Bert Roger
- Born: 5 January 1920 Elham, Kent, England
- Died: March 1995 (aged 75) Kent, England
- Nationality: British (English)

Career history
- 1946, 1953–1955: West Ham Hammers
- 1948: Exeter Falcons
- 1949–1952: New Cross Rangers
- 1956: Poole Pirates
- 1962: Plymouth Devils

Individual honours
- 1952: World Championship finalist (inj)

Team honours
- 1948: National League Div 3 Champion

= Bert Roger =

British speedway rider

Albert Otho Roger (1920–1995) better known as Bert Roger was a speedway rider from England. He earned 11 international caps for the England national speedway team.

== Speedway career ==
Roger rode in the top tier of British Speedway from 1948 to 1956, riding primarily for New Cross Rangers and West Ham Hammers.
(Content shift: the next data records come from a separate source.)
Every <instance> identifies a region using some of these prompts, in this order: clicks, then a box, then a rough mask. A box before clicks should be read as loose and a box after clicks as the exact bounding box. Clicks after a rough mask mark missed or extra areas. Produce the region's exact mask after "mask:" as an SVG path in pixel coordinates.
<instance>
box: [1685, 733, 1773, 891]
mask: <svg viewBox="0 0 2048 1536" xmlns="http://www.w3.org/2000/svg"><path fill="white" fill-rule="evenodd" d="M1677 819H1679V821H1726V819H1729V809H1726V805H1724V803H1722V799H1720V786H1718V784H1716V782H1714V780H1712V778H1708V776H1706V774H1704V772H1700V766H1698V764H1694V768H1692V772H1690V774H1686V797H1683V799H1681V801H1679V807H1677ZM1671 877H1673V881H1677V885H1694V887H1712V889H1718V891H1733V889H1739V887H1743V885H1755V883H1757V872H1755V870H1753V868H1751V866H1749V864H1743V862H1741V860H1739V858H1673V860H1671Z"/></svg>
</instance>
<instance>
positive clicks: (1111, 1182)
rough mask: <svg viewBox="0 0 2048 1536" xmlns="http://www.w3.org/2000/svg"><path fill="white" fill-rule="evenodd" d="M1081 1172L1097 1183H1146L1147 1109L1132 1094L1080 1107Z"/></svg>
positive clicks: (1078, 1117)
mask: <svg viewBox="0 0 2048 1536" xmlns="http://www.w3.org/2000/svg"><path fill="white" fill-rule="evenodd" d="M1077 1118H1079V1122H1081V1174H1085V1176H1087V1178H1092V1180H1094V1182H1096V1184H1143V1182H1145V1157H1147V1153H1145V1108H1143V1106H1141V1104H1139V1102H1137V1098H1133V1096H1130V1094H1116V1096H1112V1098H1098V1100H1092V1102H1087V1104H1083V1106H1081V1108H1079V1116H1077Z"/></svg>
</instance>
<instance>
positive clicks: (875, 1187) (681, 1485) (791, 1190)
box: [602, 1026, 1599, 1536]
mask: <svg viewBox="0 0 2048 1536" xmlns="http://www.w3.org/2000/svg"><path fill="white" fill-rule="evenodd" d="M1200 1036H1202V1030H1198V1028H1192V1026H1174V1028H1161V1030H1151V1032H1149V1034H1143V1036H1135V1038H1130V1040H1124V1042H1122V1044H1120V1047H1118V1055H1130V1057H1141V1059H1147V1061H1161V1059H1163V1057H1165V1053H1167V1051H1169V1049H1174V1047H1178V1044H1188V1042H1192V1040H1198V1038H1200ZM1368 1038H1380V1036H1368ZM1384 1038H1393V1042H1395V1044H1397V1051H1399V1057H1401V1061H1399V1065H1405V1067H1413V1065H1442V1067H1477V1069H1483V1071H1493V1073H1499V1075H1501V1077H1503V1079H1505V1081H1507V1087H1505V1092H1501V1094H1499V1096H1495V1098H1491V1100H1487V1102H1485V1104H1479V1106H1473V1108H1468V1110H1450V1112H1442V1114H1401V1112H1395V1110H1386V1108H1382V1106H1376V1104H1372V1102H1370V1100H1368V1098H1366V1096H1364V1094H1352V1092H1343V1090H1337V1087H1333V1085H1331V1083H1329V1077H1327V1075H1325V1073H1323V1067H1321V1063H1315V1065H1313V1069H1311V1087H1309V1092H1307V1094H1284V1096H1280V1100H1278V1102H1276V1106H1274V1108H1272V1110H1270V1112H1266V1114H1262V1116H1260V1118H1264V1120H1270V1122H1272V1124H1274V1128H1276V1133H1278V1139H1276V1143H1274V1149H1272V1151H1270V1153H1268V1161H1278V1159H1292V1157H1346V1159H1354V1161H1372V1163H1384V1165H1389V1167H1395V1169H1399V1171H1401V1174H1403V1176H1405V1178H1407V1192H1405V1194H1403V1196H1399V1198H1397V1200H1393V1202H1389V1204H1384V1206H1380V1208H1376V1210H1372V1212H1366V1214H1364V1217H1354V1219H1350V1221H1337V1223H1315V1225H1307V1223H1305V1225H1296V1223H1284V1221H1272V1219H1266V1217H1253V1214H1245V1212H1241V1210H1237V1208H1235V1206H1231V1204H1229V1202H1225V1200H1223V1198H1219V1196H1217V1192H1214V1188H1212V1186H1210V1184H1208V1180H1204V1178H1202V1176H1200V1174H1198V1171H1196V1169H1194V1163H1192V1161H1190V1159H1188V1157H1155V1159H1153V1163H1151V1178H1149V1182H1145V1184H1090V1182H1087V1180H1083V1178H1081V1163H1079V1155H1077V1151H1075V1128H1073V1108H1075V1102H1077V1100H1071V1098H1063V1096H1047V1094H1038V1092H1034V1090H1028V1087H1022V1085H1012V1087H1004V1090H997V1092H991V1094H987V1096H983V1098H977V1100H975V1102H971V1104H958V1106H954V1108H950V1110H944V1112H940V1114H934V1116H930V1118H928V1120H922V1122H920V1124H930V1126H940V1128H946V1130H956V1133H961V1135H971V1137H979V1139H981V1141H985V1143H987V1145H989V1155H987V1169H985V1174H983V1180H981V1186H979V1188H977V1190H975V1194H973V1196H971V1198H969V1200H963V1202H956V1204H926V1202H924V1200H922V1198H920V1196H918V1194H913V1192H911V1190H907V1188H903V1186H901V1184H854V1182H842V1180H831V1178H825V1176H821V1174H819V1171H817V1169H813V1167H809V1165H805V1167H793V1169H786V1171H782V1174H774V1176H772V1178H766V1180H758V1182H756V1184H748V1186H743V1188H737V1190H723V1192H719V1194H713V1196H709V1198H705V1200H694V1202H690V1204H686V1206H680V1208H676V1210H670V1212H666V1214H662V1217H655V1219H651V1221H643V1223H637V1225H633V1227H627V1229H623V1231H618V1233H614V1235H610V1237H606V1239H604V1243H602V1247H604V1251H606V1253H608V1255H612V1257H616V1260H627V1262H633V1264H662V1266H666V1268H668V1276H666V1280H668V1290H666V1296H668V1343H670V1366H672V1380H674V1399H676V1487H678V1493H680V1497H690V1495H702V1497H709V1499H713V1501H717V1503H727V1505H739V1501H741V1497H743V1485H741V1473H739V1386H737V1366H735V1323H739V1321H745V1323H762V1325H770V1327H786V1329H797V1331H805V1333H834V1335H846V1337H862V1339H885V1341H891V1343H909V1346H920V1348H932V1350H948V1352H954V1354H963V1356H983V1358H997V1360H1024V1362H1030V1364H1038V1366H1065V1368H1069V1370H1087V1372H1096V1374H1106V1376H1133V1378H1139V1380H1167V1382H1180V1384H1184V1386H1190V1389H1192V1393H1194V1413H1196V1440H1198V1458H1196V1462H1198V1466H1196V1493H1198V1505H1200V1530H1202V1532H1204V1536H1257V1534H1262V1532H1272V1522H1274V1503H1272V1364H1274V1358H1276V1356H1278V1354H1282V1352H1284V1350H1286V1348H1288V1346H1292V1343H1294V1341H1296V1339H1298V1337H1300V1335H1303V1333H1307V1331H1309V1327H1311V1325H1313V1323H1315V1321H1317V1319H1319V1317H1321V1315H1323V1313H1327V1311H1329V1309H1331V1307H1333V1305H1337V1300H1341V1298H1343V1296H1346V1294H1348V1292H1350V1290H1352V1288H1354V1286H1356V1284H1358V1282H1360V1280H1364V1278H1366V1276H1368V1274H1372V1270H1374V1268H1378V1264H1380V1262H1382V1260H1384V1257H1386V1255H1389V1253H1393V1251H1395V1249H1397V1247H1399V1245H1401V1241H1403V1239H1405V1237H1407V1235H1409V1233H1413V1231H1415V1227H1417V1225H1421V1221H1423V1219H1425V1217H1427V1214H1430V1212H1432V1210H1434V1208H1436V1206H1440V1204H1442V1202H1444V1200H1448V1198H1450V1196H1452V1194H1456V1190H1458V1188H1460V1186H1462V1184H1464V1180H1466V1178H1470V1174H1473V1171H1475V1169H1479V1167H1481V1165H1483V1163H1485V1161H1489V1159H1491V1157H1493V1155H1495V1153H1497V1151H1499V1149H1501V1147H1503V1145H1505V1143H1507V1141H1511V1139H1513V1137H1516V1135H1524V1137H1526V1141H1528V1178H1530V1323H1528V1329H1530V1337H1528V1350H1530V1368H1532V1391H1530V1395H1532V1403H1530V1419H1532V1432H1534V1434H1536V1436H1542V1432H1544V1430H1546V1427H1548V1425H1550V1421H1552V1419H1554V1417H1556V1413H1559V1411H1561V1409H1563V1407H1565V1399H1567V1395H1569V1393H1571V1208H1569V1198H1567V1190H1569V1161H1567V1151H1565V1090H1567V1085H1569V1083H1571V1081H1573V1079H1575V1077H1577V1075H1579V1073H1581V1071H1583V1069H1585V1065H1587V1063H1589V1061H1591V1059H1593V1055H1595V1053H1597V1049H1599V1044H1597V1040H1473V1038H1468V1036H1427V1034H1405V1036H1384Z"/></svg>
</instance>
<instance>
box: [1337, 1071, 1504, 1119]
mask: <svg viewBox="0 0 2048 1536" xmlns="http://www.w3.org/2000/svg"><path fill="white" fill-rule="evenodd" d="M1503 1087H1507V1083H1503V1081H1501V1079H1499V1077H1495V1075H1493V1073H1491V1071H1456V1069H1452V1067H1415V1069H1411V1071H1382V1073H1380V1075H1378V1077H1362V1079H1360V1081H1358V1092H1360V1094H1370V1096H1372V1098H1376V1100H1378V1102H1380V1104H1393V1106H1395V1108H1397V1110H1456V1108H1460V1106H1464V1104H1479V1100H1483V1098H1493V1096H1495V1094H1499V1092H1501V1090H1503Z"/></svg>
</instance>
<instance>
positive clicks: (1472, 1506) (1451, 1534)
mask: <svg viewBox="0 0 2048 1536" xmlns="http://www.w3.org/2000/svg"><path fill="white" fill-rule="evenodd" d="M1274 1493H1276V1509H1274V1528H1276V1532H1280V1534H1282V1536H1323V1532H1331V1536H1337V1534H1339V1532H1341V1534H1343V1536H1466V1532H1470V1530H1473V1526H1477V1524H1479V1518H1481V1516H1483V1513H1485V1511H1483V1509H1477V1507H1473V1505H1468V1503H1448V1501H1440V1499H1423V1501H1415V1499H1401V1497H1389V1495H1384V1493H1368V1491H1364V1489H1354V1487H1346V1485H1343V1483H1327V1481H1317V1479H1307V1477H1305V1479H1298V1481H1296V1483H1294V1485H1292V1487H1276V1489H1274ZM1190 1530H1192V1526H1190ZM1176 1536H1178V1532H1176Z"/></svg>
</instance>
He was a leading rider in the early 1950s and finished in the top ten UK averages during the 1952 Speedway National League riding for New Cross.

Roger qualified for the final of the 1952 Individual Speedway World Championship but was unable to take his place due to injury.

== Family ==
Roger's brothers Bob and Cyril were both speedway riders and all three brothers rode at the same time for New Cross.